ナマジラの子孫と出版社の争いは、オーストラリア史上最も感情的で議論を呼ぶ著作権争奪合戦となりました。
最初の法的取引は1957年にまで遡ります。ナマジラは、オーストラリアの市民権を得たのですが、その3週間後に彼の版権のほとんどを、レジェンド・プレスの美術品ディーラーであるジョン・ブラッケンレッグに10ポンドで売却してしまいました。

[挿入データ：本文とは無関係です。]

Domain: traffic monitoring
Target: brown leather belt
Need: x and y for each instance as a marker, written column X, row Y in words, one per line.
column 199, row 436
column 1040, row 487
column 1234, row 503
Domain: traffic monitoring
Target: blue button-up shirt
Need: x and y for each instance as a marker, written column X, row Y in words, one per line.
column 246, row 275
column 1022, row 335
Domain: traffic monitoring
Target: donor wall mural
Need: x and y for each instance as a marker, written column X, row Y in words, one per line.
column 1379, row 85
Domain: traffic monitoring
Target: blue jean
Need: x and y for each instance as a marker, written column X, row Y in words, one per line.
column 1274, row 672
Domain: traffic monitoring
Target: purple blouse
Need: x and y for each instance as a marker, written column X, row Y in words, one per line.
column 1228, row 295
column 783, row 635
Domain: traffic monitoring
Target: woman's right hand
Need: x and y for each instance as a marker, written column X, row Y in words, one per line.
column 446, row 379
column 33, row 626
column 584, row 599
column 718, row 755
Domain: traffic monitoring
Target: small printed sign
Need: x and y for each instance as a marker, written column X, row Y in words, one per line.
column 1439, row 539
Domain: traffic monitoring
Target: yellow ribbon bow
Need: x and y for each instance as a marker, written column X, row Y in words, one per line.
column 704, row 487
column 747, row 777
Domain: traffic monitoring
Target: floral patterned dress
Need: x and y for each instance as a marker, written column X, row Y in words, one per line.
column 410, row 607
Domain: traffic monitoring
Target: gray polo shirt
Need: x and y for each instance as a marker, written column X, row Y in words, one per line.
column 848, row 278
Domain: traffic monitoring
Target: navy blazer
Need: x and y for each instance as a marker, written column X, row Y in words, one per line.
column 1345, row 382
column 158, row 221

この取引には利点もありました。例えば、レジェンド・プレス社はナマジラの作品をクリスマス・カードやカレンダーとして複製したので、インディジネス・アーティストのナマジラの絵がオーストラリアの家庭でとても親しまれるようになりました。一方で、この著作権取引は“搾取的”と批判されることもありました。なぜなら、ナマジラの識字能力が完全ではなかったからです。
2回目の著作権取引は1983年に起きました。ノーザンテリトリー公益信託がナマジラ・ファミリーの同意を得ずに、ナマジラ作品の著作権のすべてをレジェンド・プレス社に8,500ドルで売却してしまいました。
1959年、アルバート・ナマジラはに悲惨な状況で亡くなりました。1983年の著作権取引以来34年もの間、ナマジラ・ファミリーは有名な祖先の美術作品が複製されても、1セントも得ることができなかったのです。
しかし先月、歴史的快挙が起こりました。レジェンド・プレス社がナマジラの版権をナマジラ・レガシー・トラストに譲渡したのです。この新組織は、アルバート・ナマジラの子孫と大陸中央部にある彼らのコミュニティーの利益を代表しています。
今回の著作権譲渡はたった1ドルで取引されました。何十年にも渡ってレジェンド・プレス社が断固保有し続けていた著作権は放棄され、ナマジラ・ファミリーとの係争は終わりました。これによって、息をのむほど美しいナマジラの風景画は世界でより広く親しまれることとなるでしょう。今回のことで、画家ナマジラのドキュメンタリーや本の製作も今後期待されます。